Panera Bread is doubling down on its commitment to the environment.
The fast casual on Tuesday said it has set a goal of becoming “climate positive” by 2050. That means Panera would remove more carbon from the atmosphere than it emits.
The chain said it will set regular, smaller goals to meet between now and then, with several short-term targets to achieve by 2025. They include increasing the sales percentage of Panera’s carbon-friendly “Cool Food Meals,” transitioning to 100% reusable, recyclable and compostable packaging and using green, renewable electricity for at least half of its company-owned restaurants.
“We have to take a step beyond carbon neutral,” Sara Burnett, Panera’s VP of food beliefs and sustainability, said. “We have to close that gap. The climate crisis is already impacting our communities.”
Panera’s goal one-ups one set by McDonald’s earlier this month. The Chicago-based burger giant said it would work to achieve “net zero emissions” by 2050 by working with its franchisees, suppliers and internal teams.
For St. Louis-based Panera, first step toward becoming “climate positive” is to reduce the carbon footprint at its more than 2,100 locations as much as possible, Burnett said. And then it will be about finding ways to remove carbon from the environment through innovations in menu, transportation, packaging and more, she said.
Reaching the goal equates to removing about 2.4 million metric tons of carbon dioxide equivalents each year as compared to Panera’s 2019 greenhouse gas baseline, Panera said.
“This is not a short-term journey,” she said.
Panera’s progress toward its 2050 goal will be measured by a third-party agency, much like how the chain’s greenhouse gas footprint has been evaluated since 2016. Since 2017, Panera has reduced its direct emissions per square foot by 15%, meeting its 2022 target a year early.

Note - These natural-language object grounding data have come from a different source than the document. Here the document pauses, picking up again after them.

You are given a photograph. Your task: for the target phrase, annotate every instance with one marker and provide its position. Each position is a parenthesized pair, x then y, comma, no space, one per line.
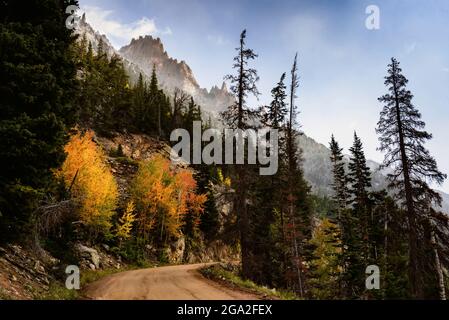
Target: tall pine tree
(402,137)
(37,85)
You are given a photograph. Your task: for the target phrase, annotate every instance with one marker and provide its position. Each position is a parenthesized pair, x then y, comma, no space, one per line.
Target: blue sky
(341,62)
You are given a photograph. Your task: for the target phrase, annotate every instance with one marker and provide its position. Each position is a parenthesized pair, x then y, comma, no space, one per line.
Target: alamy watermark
(373,279)
(72,281)
(227,146)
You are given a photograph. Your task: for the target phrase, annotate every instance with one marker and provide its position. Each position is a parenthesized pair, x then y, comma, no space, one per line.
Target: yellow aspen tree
(126,222)
(90,181)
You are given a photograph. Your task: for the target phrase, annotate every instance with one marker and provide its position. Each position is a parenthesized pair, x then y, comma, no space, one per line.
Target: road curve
(182,282)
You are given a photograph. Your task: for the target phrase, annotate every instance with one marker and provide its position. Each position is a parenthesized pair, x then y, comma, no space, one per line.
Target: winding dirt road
(182,282)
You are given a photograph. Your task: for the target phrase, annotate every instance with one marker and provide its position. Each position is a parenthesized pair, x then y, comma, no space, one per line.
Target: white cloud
(117,32)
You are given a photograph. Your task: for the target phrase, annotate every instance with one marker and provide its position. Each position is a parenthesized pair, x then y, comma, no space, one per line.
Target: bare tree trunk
(414,272)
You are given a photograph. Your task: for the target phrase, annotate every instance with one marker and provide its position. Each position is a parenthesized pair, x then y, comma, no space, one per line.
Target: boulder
(90,255)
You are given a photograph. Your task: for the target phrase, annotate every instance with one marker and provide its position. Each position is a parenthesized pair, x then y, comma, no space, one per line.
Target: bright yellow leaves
(163,197)
(90,181)
(326,262)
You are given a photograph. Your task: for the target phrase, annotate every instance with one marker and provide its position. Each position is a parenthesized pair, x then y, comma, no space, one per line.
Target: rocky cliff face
(143,53)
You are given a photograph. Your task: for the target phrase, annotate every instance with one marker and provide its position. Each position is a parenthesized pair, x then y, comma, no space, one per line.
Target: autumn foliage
(90,182)
(164,197)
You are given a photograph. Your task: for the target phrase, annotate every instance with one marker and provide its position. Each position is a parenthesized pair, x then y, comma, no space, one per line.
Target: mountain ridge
(142,53)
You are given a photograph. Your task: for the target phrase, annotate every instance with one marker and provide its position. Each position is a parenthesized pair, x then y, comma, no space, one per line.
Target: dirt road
(182,282)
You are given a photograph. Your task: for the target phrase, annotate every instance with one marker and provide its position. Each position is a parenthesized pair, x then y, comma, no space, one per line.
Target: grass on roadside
(58,291)
(218,273)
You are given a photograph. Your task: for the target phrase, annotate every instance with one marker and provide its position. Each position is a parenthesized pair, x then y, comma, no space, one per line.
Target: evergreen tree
(37,84)
(238,116)
(355,222)
(340,181)
(402,138)
(298,202)
(359,176)
(274,114)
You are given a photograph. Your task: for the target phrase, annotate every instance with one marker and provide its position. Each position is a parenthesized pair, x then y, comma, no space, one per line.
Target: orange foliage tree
(90,182)
(163,197)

A year ago, Panera began labeling selected menu items as “Cool Food Meals.” Those entrees, about 55% of the chain’s menu, have a minimal carbon footprint and relatively limited impact on the environment. Cool Food Items include the Chipotle Chicken Avocado Melt, Autumn Squash Soup and many others.

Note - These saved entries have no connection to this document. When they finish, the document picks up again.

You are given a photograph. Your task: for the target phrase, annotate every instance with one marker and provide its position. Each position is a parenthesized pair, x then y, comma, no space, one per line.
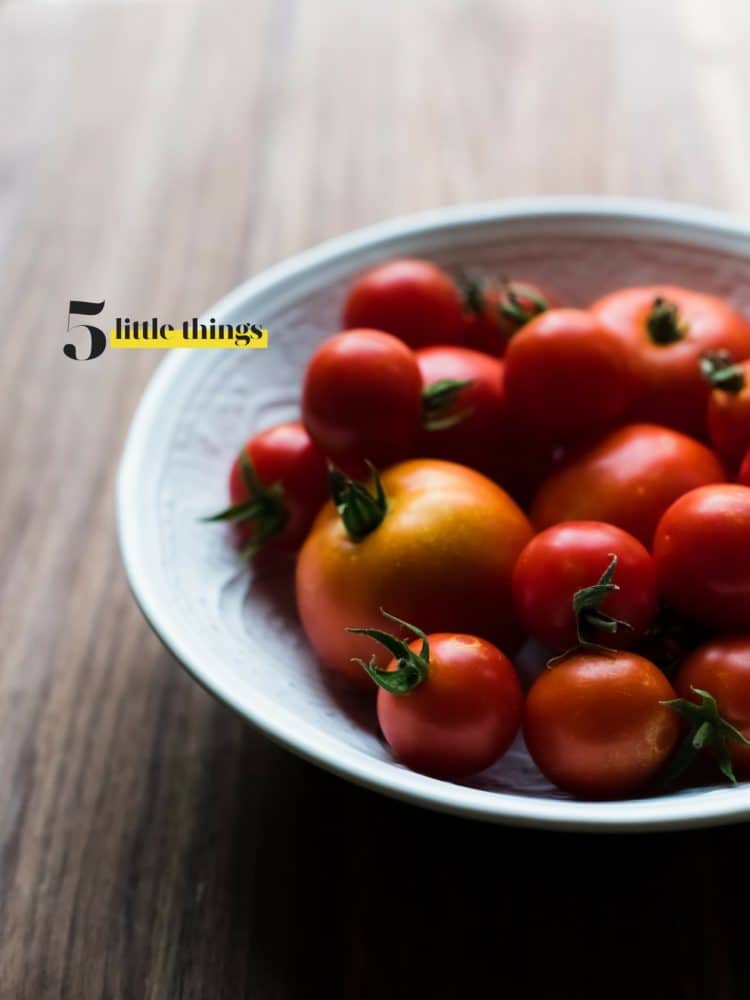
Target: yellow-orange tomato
(442,556)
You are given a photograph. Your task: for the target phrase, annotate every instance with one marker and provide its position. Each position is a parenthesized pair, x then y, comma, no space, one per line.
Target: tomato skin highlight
(361,398)
(702,551)
(729,421)
(414,300)
(595,726)
(566,374)
(478,439)
(283,454)
(463,717)
(567,557)
(443,556)
(628,479)
(671,390)
(722,667)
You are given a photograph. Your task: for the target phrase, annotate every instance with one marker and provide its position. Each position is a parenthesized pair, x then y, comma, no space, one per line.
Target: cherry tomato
(728,406)
(668,329)
(595,724)
(463,406)
(627,479)
(438,548)
(361,398)
(277,485)
(573,560)
(702,550)
(448,705)
(722,668)
(565,374)
(412,299)
(497,310)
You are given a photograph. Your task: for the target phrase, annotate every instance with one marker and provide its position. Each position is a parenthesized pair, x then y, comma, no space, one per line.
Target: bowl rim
(700,808)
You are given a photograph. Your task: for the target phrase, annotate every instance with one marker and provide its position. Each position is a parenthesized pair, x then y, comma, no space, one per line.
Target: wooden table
(153,155)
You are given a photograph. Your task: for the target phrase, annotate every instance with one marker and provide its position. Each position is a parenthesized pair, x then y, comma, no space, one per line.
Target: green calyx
(720,371)
(708,731)
(437,400)
(664,323)
(411,668)
(265,508)
(361,511)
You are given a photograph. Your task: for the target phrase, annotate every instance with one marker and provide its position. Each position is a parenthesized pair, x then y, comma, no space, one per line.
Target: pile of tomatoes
(478,465)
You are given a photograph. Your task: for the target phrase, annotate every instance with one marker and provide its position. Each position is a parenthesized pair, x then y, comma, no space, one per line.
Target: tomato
(497,310)
(595,724)
(572,560)
(565,374)
(722,669)
(464,407)
(438,548)
(448,705)
(668,329)
(277,485)
(413,299)
(728,406)
(702,550)
(627,479)
(361,398)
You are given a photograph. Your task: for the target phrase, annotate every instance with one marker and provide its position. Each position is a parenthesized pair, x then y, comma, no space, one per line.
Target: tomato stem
(265,507)
(709,731)
(411,668)
(663,322)
(361,511)
(718,368)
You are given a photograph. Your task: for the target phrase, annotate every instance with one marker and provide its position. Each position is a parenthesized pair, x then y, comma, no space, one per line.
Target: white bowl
(236,632)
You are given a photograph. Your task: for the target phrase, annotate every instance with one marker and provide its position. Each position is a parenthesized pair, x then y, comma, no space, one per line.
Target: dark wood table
(153,154)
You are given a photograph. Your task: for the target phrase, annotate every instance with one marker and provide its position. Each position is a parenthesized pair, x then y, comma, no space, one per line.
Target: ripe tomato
(564,595)
(497,310)
(277,485)
(439,548)
(464,407)
(595,724)
(361,398)
(565,374)
(728,406)
(412,299)
(448,705)
(722,669)
(668,329)
(702,550)
(627,479)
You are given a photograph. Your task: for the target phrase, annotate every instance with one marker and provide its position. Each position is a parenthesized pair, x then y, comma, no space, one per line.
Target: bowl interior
(236,630)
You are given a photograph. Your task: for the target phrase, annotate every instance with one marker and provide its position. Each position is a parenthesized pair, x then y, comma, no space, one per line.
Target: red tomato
(361,398)
(565,374)
(628,479)
(448,705)
(595,724)
(728,406)
(702,550)
(463,406)
(722,668)
(668,329)
(439,548)
(497,310)
(277,485)
(571,561)
(412,299)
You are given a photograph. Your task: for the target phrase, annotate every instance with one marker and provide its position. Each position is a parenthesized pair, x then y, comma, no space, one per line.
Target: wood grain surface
(154,154)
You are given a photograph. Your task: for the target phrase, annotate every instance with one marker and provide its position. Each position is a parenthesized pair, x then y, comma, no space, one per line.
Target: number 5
(98,337)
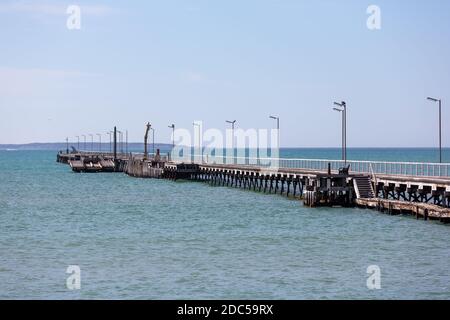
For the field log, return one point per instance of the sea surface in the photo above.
(156, 239)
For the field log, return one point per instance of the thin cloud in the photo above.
(27, 82)
(48, 8)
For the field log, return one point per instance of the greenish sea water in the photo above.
(157, 239)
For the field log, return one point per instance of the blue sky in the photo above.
(179, 61)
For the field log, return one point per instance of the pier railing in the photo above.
(417, 169)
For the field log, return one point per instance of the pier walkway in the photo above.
(421, 189)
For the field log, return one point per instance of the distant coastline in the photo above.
(55, 146)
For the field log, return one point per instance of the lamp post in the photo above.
(109, 133)
(342, 130)
(199, 139)
(126, 141)
(84, 137)
(172, 126)
(440, 125)
(92, 141)
(232, 136)
(120, 140)
(278, 129)
(343, 105)
(153, 140)
(100, 141)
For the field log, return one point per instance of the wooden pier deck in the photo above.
(423, 196)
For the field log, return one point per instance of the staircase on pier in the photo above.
(363, 187)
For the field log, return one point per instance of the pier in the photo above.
(419, 189)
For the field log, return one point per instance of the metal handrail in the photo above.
(417, 169)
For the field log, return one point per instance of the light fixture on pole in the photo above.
(153, 140)
(172, 126)
(232, 137)
(199, 139)
(100, 141)
(92, 141)
(78, 143)
(343, 105)
(440, 125)
(84, 137)
(342, 130)
(109, 133)
(278, 129)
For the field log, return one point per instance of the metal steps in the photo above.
(363, 187)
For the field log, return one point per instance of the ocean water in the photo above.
(156, 239)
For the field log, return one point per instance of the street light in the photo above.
(278, 129)
(78, 143)
(342, 135)
(92, 141)
(100, 141)
(199, 138)
(109, 133)
(232, 136)
(172, 126)
(84, 136)
(120, 140)
(440, 126)
(343, 105)
(153, 140)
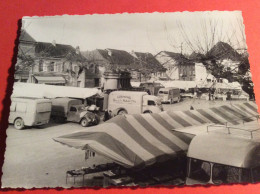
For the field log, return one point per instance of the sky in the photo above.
(141, 32)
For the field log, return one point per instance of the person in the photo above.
(229, 95)
(106, 116)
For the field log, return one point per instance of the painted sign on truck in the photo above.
(131, 102)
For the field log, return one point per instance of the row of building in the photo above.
(59, 64)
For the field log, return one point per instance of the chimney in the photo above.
(54, 43)
(109, 52)
(77, 50)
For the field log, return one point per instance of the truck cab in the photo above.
(216, 158)
(133, 102)
(169, 95)
(73, 110)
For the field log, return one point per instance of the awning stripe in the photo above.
(190, 113)
(179, 119)
(162, 121)
(169, 119)
(239, 115)
(155, 133)
(186, 117)
(106, 140)
(251, 107)
(140, 140)
(149, 137)
(224, 115)
(118, 133)
(208, 116)
(216, 116)
(165, 132)
(244, 109)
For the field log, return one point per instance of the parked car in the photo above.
(73, 110)
(131, 102)
(151, 87)
(29, 112)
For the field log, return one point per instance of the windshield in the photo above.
(163, 92)
(80, 108)
(199, 170)
(229, 174)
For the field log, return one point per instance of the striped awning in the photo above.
(142, 140)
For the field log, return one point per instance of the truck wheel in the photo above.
(19, 124)
(97, 118)
(84, 122)
(122, 112)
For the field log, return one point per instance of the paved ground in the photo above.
(33, 159)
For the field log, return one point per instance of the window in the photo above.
(199, 170)
(40, 65)
(256, 174)
(225, 174)
(21, 107)
(75, 68)
(151, 103)
(12, 107)
(51, 67)
(73, 109)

Diners have responded well to the Cool Food messaging, Burnett said. The chain has found high engagement when sending post-purchase emails about the items, as well as increased visit frequency.
Stickers on packaging informs consumers that it is compostable, for example, and how to properly dispose of it.
“Consumers are engaged and see it,” Burnett said. “It’s about embedding it in the guest experience.”
Even though climate change, and the steps to combat it, are complicated topics, Panera said it wants to ensure its diners are involved in the discussion, she said.
“We want to be out there talking about this so people hold us accountable,” she said. “Our carbon footprint extends all the way back to the farm and it extends all the way forward to the landfill. To reach our goal, it’s going to take collaborating and partnerships across whole food systems and agriculture.”